Il appartient aux intervenants de mieux nous éclairer sur ces sujets complexes, en espérant que cette journée débouchera sur des propositions concrètes et réalistes, pour atteindre les Objectifs du Millénaire pour le Développement, notamment dans les secteurs prioritaires de l’eau, de l’éducation, et de la  santé.

            L’Humanité a beaucoup plus besoin de moyens pacifiques dans sa lutte contre la menace grandissante de la pauvreté mondiale que de s’entre-déchirer dans des luttes intestines au seul profit des marchands d’armes et des mercenaires néocoloniaux.

            Le devoir le plus pressant des Nations Unies et de toute la communauté internationale, est d’assurer une démarche solidaire dans ce sens, à l’échelle mondiale et d’oeuvrer pour un monde multiculturel dans lequel chaque peuple pourra gérer comme il l’entend son destin économique, politique et culturel.

            Nous estimons qu’il est grand temps de s’employer à faire plus largement admettre le principe du développement participatif en faveur des plus démunis, à améliorer la qualité de l’action communautaire, de façon à ce qu’elle contribue davantage non seulement à l’atténuation de la pauvreté dans l’immédiat, mais encore à la croissance économique à long terme.

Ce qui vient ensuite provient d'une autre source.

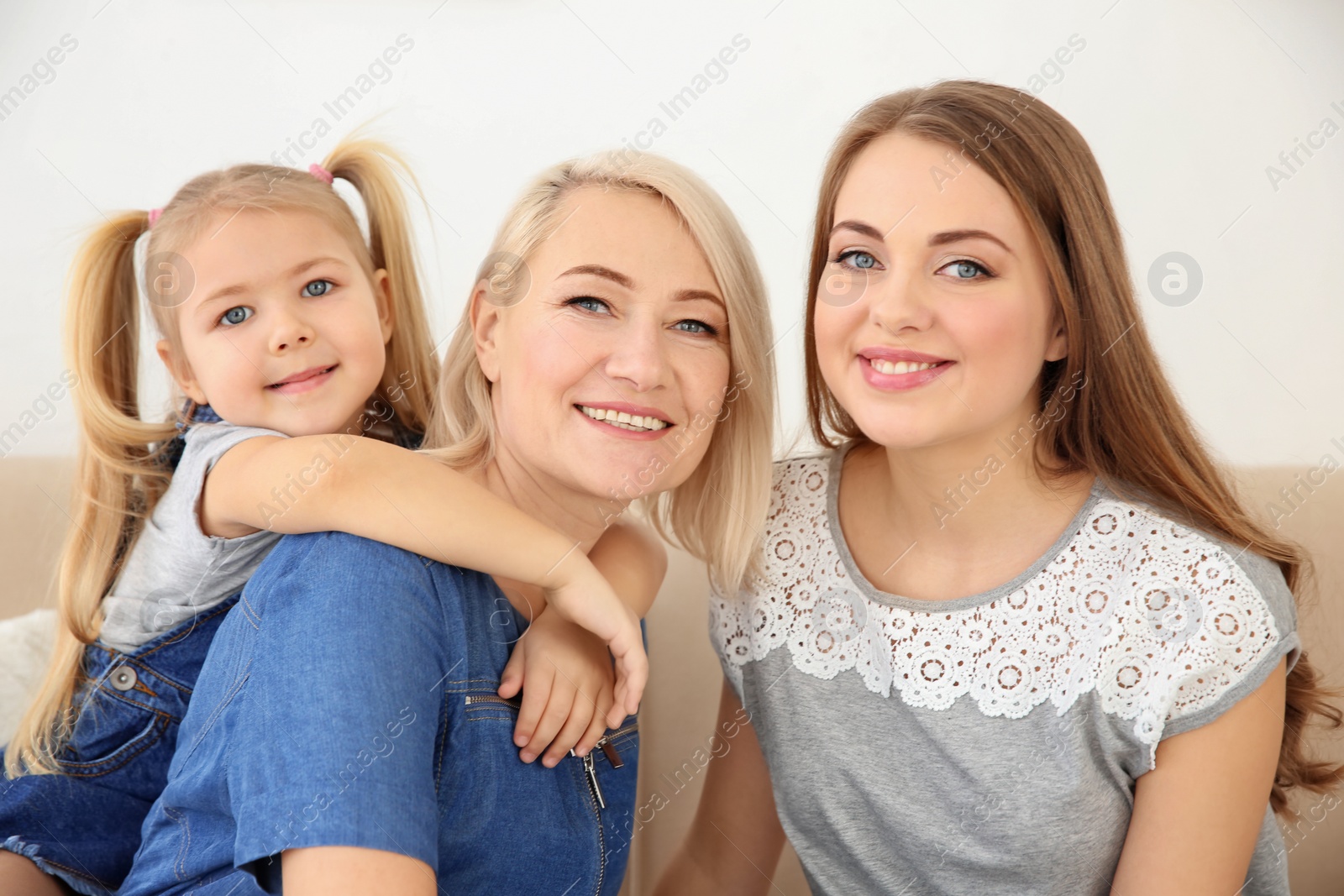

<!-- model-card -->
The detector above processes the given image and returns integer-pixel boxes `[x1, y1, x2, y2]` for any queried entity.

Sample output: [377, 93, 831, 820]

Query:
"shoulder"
[1079, 488, 1297, 636]
[177, 422, 289, 470]
[1091, 490, 1301, 748]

            En effet, seule la démocratisation des institutions peut assurer une continuité à la construction économique.

            Les pouvoirs publics devraient également mettre sur pied des programmes qui favorisent la décentralisation en permettant notamment aux collectivités locales de concevoir elles-mêmes, à leur niveau, des solutions à leurs problèmes.

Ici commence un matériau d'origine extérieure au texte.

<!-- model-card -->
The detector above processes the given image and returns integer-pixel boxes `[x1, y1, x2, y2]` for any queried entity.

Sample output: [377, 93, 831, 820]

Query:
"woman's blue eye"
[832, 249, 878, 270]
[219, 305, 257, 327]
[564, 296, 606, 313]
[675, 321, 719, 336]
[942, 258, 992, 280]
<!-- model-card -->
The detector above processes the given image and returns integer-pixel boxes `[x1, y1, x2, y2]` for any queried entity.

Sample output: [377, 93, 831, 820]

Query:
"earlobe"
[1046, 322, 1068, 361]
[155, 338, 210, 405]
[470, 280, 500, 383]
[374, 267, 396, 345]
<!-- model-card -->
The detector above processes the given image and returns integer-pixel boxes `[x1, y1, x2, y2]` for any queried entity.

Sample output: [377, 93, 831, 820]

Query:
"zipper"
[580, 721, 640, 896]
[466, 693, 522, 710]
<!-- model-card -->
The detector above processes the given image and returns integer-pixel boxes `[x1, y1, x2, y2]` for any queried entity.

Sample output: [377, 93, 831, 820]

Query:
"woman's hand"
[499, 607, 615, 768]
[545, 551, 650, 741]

            Si la communauté internationale s’en donne les moyens, si et seulement si elle en a la ferme volonté politique, ces défis peuvent être relevés. On peut affirmer avec réalisme qu’il n’existe aucune fatalité du sous-développement ou de la fracture Nord/ Sud.

            La condition nécessaire et suffisante en la matière réside dans une réelle volonté des grands décideurs mondiaux de réexaminer la problématique des pays pauvres dans une dialectique qui mette en jeu les exigences d’un développement autocentré, face aux règles déshumanisantes de la mondialisation.

            Ce qui implique que chaque pays choisisse librement  les dirigeants qui sont en mesure de mettre en œuvre le mode de développement le mieux adapté à leurs propres fins et moyens. Dans cette perspective, la nouvelle donne géopolitique du XXIe siècle nécessite impérativement, la réforme du Conseil de Sécurité de l’ONU, afin d’harmoniser la cohérence des droits et des devoirs des pays membres, au seul service de la démocratie et de la paix.

            Et que conjointement, la Charte des Nations Unies et la Déclaration Universelle des Droits de l’Homme s’imposent à tous, aussi bien dans leur lettre et leur esprit. C’est à cette seule et incontournable condition que les OMD, du moins dans leur présente formulation pourraient constituer un progrès décisif.